Even assuming good execution, productive discussion requires looking at the putative harm being done by the status quo, the benefit that would come from the change, and the cost (reputational and otherwise). Hardly ever see that.
If you don't care, as you claim, then just use the new word. It isn't hard. You wouldn't be fired for using the word blacklist. At most, someone would consider gently suggesting using "blocklist" or something like that. If you continued to use blacklist, apparently to demonstrate some sort of thesis, you would eventually be asked to articulate this thesis. After being unable to do so without sounding like a petulant child, your coworkers might think less of you and maybe you would not be promoted or moved to a different team or something.
It isn't kowtowing, it's wanting to make your field more welcoming so you maybe get to work with a broader set of people? Research scientists tend to be quite a bit more egalitarian than your average corpo engineer.

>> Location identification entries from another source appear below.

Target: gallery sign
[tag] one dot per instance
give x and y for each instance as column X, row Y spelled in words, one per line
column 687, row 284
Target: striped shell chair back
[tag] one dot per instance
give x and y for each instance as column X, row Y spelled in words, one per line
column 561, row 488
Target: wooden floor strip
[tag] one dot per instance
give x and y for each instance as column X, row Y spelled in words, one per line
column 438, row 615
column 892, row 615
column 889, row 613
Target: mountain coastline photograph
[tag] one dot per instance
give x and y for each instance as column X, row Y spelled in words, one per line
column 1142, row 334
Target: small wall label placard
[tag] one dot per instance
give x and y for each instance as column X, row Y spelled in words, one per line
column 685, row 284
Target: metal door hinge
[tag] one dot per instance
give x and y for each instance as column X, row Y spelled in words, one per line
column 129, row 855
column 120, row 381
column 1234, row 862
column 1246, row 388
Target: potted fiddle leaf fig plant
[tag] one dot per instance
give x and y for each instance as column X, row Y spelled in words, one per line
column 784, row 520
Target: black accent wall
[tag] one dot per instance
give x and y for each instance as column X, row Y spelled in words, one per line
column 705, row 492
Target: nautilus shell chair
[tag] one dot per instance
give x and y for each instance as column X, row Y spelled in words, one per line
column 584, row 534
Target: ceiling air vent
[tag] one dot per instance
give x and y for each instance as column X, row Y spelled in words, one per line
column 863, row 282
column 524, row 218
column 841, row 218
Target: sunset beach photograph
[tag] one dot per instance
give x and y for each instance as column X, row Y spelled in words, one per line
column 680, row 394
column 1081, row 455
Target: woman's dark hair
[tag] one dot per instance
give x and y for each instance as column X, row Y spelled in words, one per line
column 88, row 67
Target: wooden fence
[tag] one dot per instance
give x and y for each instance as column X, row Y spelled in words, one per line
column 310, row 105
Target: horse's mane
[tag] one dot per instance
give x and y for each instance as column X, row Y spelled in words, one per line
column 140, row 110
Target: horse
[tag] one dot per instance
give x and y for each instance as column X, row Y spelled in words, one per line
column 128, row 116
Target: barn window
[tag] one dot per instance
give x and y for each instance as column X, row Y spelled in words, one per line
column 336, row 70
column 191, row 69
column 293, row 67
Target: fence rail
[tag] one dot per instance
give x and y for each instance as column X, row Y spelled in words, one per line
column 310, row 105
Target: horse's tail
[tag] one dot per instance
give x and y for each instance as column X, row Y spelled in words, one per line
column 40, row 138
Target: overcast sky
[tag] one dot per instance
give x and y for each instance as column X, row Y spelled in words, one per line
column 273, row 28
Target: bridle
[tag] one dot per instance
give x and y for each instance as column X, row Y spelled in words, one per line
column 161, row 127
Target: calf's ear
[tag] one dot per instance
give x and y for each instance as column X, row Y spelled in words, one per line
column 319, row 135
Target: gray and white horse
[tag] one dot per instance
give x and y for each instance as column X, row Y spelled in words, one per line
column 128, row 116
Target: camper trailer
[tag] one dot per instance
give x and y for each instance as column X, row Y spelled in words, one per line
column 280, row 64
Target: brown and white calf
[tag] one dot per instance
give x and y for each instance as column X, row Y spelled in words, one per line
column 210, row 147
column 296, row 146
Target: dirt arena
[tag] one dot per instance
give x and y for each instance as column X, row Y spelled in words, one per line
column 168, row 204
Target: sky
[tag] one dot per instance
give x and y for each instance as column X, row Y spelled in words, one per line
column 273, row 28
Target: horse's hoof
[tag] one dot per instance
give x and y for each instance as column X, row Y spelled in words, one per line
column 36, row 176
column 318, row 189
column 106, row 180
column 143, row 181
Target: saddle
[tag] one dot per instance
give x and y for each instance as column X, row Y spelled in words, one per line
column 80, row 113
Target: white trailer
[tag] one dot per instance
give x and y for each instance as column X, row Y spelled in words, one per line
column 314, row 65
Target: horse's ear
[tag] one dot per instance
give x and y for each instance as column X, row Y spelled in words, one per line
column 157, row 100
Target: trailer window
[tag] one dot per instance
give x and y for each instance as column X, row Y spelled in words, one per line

I'd say research is far more hierarchical and non-egalitarian than industry engineering. It's all about ranking of people based on reputation, and trying to get your name on things first like explorers trying to get places named after themselves.
Probably a long time. Anyway, language changes! Sorry to inform you that the dictionary which existed the year you were born was only a descriptive record, not a prescriptive tome crystalizing the language forevermore. What a burden this must be for you!

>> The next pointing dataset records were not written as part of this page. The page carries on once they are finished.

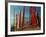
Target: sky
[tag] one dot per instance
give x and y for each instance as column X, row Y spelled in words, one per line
column 16, row 9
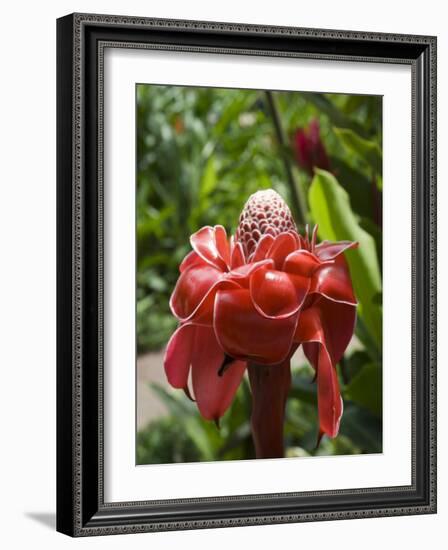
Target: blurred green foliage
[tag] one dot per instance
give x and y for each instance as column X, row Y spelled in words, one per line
column 200, row 153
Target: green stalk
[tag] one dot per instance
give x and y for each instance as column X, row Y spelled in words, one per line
column 296, row 203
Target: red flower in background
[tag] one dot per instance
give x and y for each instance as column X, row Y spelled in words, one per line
column 252, row 300
column 309, row 149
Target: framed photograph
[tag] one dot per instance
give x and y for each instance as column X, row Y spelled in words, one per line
column 246, row 274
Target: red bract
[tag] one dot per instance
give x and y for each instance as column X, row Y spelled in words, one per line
column 253, row 300
column 309, row 149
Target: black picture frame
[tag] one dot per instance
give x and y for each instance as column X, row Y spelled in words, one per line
column 81, row 510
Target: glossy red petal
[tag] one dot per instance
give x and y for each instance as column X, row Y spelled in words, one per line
column 282, row 246
column 328, row 251
column 276, row 294
column 241, row 274
column 333, row 281
column 222, row 244
column 191, row 259
column 301, row 262
column 178, row 356
column 191, row 288
column 313, row 331
column 237, row 259
column 245, row 334
column 263, row 246
column 203, row 314
column 213, row 393
column 204, row 244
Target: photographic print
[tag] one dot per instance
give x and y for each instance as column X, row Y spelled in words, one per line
column 259, row 274
column 246, row 274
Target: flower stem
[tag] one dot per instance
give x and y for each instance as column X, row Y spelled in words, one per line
column 282, row 140
column 270, row 385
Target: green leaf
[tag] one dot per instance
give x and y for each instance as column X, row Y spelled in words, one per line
column 186, row 414
column 357, row 185
column 366, row 389
column 336, row 116
column 208, row 179
column 366, row 150
column 330, row 208
column 363, row 428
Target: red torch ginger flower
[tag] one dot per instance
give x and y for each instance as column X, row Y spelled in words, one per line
column 252, row 300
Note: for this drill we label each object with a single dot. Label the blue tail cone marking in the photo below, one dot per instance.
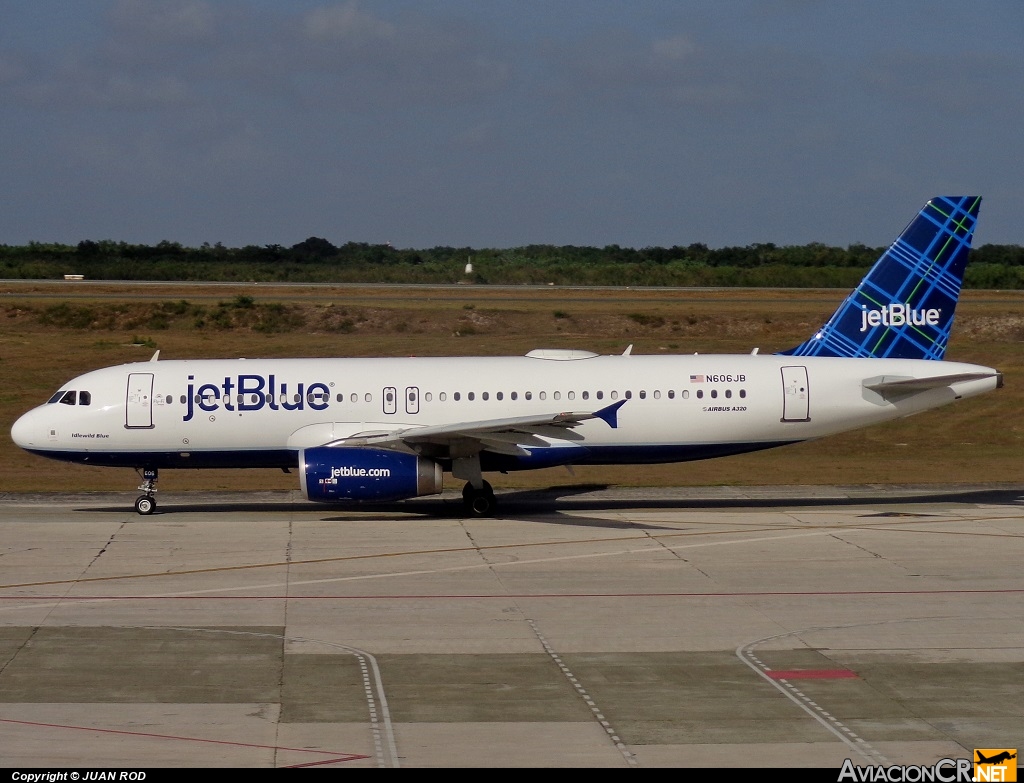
(904, 306)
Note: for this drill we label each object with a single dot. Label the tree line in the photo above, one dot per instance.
(317, 260)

I'm not sure about that. Some companies are already discouraging use of terms such as "sanity", "dummy", or "blind" [1]. Discouraging words that can be somehow linked to social disadvantage seems like a "logical" next step.
Same for regular computer. The importance is if the physica experiment can be used to compute an unrated mathematical problem. See also the Water Integrator.
> But the calculation in this case is a ‘#P-hard problem’, which is even harder than notoriously tricky NP-hard problems
Maybe someone can help me here. Wikipedia [1] states this about #P -complete problems:
"A polynomial-time algorithm for solving a #P-complete problem, if it existed, would solve the P versus NP problem by implying that P and NP are equal."
So, would the statement of the article imply that P=NP? That would be quite a big deal, wouldn't it?
Now, the statement talks about #P-hard, wikipedia about #P-complete. Does this make a difference?
I think the key is "polynomial-time algorithm", whereas according to the article, they're "sidestep[ping] the brute-force calculation by simulating the quantum process directly"
The analogy is more like: what if your pool table is the only "computer" in the world, could you map any real other problems you have onto that "computer"? I'm pretty sure you would come up with some clever mappings.
A more charitable interpretation is that people consider changing a single word to be a minor inconvenience at worst, and a betterment of the field at best.
"A quantum computer, however, can sidestep the brute-force calculation by simulating the quantum process directly — allowing bosons to interfere and sampling the resulting distribution."
Uhhmmmm... it sounds to me like they are performing an experiment and measuring the results.
It's not a simulation if you actually perform the physical experiment.
This seems a bit like saying "A hurricane will simulate a hurricane better and much faster than a supercomputer".
Umm, true enough, I guess. But can you make a hurricane do anything useful besides just being a hurricane?